U.S. Secretary of State Antony Blinken was “glad to be back in Kyiv” as he came to Ukraine on May 5 with an official visit. Blinken has visited Ukraine as a top government official numerous times under President Barack Obama.
Yet Blinken’s connection to Kyiv goes deeper than official visits.
Blinken’s great-grandfather, Meir Blinken, emigrated from Kyiv in 1904. He was accompanied by his wife Hanna and sons Solomon and Maurice Henry, a prominent backer of Israel’s independence and grandfather of the current U.S. secretary of state.
According to documents found by Voice of America news outlet in Ukrainian archives, Blinken’s family was initially from Pereiaslav, a city of 27,000 people located 90 kilometers southeast of Kyiv.
In the early 20th century, Blinken’s family, then spelled Blinkin, appeared in the records of Kyiv’s residents.

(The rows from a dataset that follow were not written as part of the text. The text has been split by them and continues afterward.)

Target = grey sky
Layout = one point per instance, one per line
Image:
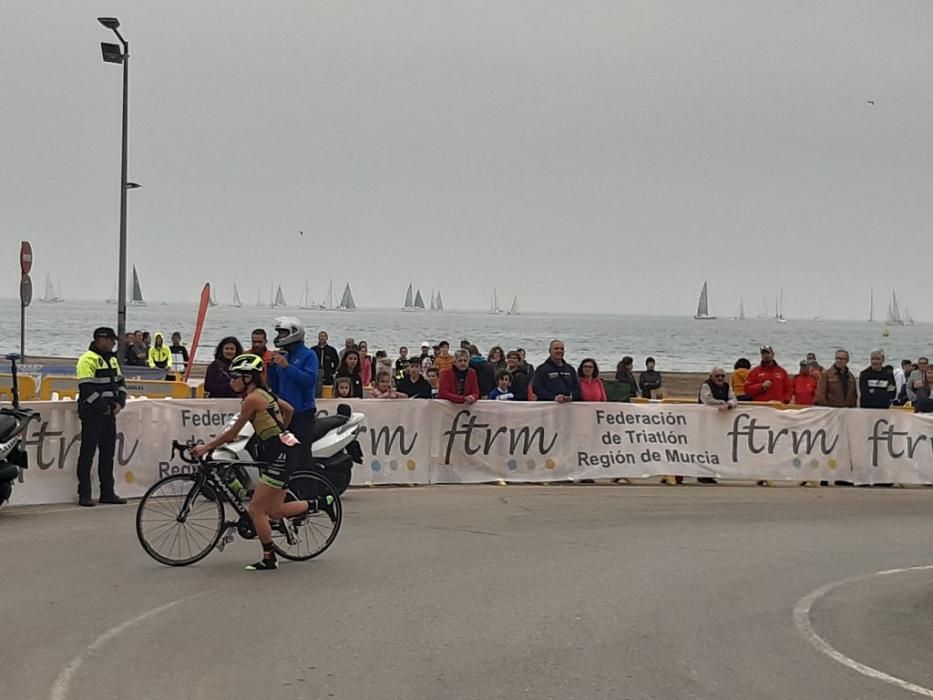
(602, 156)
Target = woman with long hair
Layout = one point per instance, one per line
(350, 368)
(216, 381)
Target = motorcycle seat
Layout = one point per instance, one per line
(8, 426)
(324, 425)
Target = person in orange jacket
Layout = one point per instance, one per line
(768, 381)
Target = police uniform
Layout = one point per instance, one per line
(101, 390)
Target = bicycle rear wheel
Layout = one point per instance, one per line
(316, 530)
(171, 536)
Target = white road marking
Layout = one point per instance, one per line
(60, 687)
(805, 627)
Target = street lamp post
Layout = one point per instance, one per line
(112, 54)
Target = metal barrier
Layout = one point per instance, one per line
(27, 387)
(67, 387)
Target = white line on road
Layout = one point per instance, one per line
(60, 687)
(805, 627)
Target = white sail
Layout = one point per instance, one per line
(137, 298)
(346, 300)
(894, 313)
(702, 313)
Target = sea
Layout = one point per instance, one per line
(678, 344)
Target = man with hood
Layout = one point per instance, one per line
(160, 355)
(293, 376)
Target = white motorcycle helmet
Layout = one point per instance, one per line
(295, 331)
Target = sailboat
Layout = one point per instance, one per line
(346, 300)
(702, 313)
(409, 299)
(494, 304)
(137, 298)
(51, 297)
(894, 313)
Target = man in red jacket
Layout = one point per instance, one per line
(768, 381)
(459, 383)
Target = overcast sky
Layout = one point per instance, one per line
(601, 156)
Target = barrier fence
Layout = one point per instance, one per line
(434, 442)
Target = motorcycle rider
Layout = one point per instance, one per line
(269, 417)
(293, 375)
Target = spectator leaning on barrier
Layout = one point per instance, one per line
(837, 386)
(877, 388)
(768, 381)
(458, 383)
(804, 386)
(555, 380)
(916, 379)
(740, 371)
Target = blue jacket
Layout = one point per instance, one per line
(297, 383)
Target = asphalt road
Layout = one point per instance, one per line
(486, 592)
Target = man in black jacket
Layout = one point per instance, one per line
(555, 380)
(876, 384)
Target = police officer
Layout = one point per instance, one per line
(101, 396)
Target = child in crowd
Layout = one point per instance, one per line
(383, 388)
(343, 388)
(502, 392)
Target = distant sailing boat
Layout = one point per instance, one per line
(51, 297)
(137, 299)
(702, 313)
(894, 313)
(494, 304)
(409, 299)
(279, 298)
(346, 300)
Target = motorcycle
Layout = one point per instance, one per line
(13, 424)
(334, 448)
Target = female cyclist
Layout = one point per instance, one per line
(269, 417)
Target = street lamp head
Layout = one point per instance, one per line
(112, 53)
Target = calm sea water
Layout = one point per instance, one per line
(678, 344)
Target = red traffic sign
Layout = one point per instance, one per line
(25, 291)
(25, 257)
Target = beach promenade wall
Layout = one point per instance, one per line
(435, 442)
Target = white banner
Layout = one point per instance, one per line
(421, 442)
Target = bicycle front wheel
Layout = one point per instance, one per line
(317, 529)
(179, 520)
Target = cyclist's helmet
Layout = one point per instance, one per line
(294, 331)
(245, 364)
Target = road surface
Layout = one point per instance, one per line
(483, 592)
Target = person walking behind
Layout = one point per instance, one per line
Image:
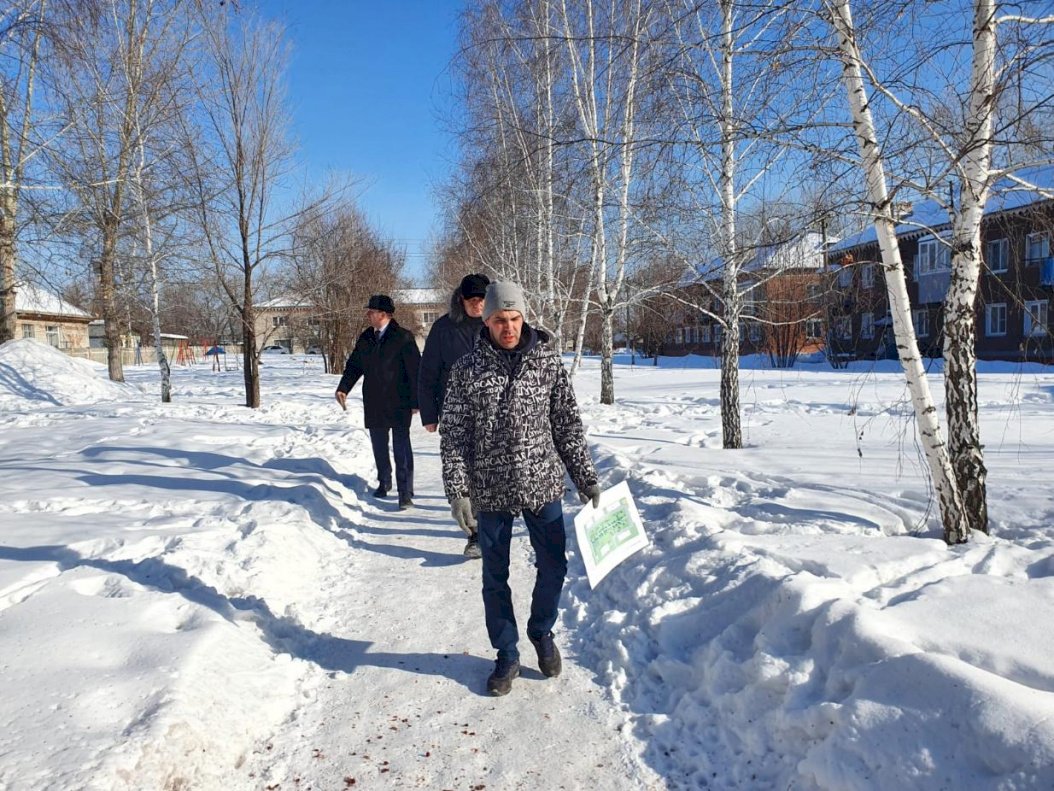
(510, 426)
(451, 338)
(386, 358)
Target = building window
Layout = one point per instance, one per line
(866, 325)
(921, 321)
(1035, 317)
(997, 255)
(843, 327)
(995, 320)
(933, 257)
(1037, 248)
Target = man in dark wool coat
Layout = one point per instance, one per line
(387, 359)
(452, 336)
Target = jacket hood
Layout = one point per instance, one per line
(457, 314)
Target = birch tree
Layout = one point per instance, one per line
(975, 114)
(733, 97)
(949, 497)
(114, 77)
(605, 56)
(236, 176)
(20, 34)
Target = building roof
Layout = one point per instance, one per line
(31, 298)
(928, 216)
(409, 296)
(404, 296)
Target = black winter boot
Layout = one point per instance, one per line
(501, 680)
(548, 655)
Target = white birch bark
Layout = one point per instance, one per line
(597, 115)
(14, 154)
(732, 432)
(960, 340)
(949, 498)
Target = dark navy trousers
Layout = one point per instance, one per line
(404, 458)
(546, 529)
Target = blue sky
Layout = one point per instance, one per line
(368, 82)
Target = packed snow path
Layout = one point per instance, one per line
(403, 700)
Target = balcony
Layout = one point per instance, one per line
(1047, 271)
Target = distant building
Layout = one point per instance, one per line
(782, 304)
(417, 308)
(292, 323)
(1015, 292)
(52, 320)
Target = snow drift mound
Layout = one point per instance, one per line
(33, 373)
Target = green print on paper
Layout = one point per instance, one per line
(611, 532)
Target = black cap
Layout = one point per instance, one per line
(474, 285)
(381, 302)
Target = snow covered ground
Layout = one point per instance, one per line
(202, 596)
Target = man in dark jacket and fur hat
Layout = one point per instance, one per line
(510, 427)
(452, 336)
(386, 358)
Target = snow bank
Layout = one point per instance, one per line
(34, 374)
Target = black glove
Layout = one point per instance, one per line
(590, 493)
(461, 509)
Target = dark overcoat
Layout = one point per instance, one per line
(452, 336)
(389, 373)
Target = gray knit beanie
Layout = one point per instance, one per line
(505, 295)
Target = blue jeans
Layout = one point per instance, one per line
(404, 458)
(546, 529)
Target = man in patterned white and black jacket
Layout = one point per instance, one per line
(509, 427)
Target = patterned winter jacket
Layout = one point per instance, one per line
(509, 427)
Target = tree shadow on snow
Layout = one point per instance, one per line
(284, 635)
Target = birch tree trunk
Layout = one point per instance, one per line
(960, 322)
(608, 140)
(950, 500)
(14, 139)
(732, 432)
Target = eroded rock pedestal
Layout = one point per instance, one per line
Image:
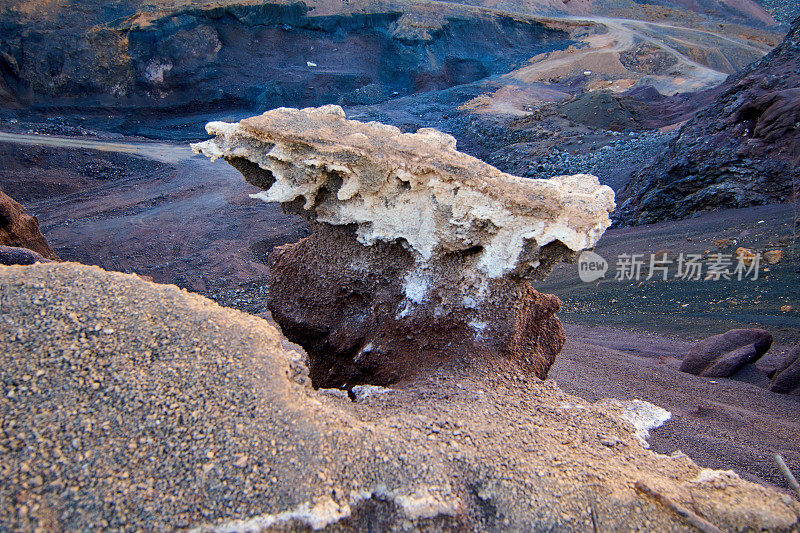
(369, 315)
(419, 254)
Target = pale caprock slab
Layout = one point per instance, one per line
(414, 186)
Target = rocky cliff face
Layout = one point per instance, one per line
(742, 150)
(419, 254)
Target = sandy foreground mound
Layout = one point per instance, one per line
(132, 405)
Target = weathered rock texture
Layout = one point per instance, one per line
(419, 253)
(786, 375)
(743, 150)
(11, 255)
(129, 406)
(724, 354)
(21, 230)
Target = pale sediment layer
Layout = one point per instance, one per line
(414, 187)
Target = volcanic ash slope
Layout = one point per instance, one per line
(132, 405)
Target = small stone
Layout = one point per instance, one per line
(773, 256)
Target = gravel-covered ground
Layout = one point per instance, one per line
(134, 406)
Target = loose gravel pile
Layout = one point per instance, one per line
(136, 406)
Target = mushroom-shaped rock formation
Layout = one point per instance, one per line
(419, 253)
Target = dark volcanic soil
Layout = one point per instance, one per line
(720, 423)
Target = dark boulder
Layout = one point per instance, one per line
(723, 355)
(786, 376)
(10, 255)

Back then, Kyiv was the seventh-largest town in the Russian Empire, home to nearly 250,000 people.
The trip to the U.S. played out well for the family: Starting off in the U.S. with just $10, Meir Blinken’s family went to produce many renowned intellectuals.
Meir Blinken became an acclaimed Yiddish writer, dubbed by one Jewish life magazine “the Kurt Cobain of Yiddish lit.” In 1908, he published a book called “Weiber,” one of the earliest Yiddish books to explicitly engage with women’s sexuality.
Maurice H. Blinken became a prominent scholar and one of the early supporters of an independent Jewish state.
After World War II, Maurice Blinken founded the American Palestine Institute which initiated and financed a report by several economists called “Palestine: Problem and Promise,” which argued that an independent Jewish state was economically viable.
The U.S. eventually supported the creation of the Jewish state in Palestine in 1948.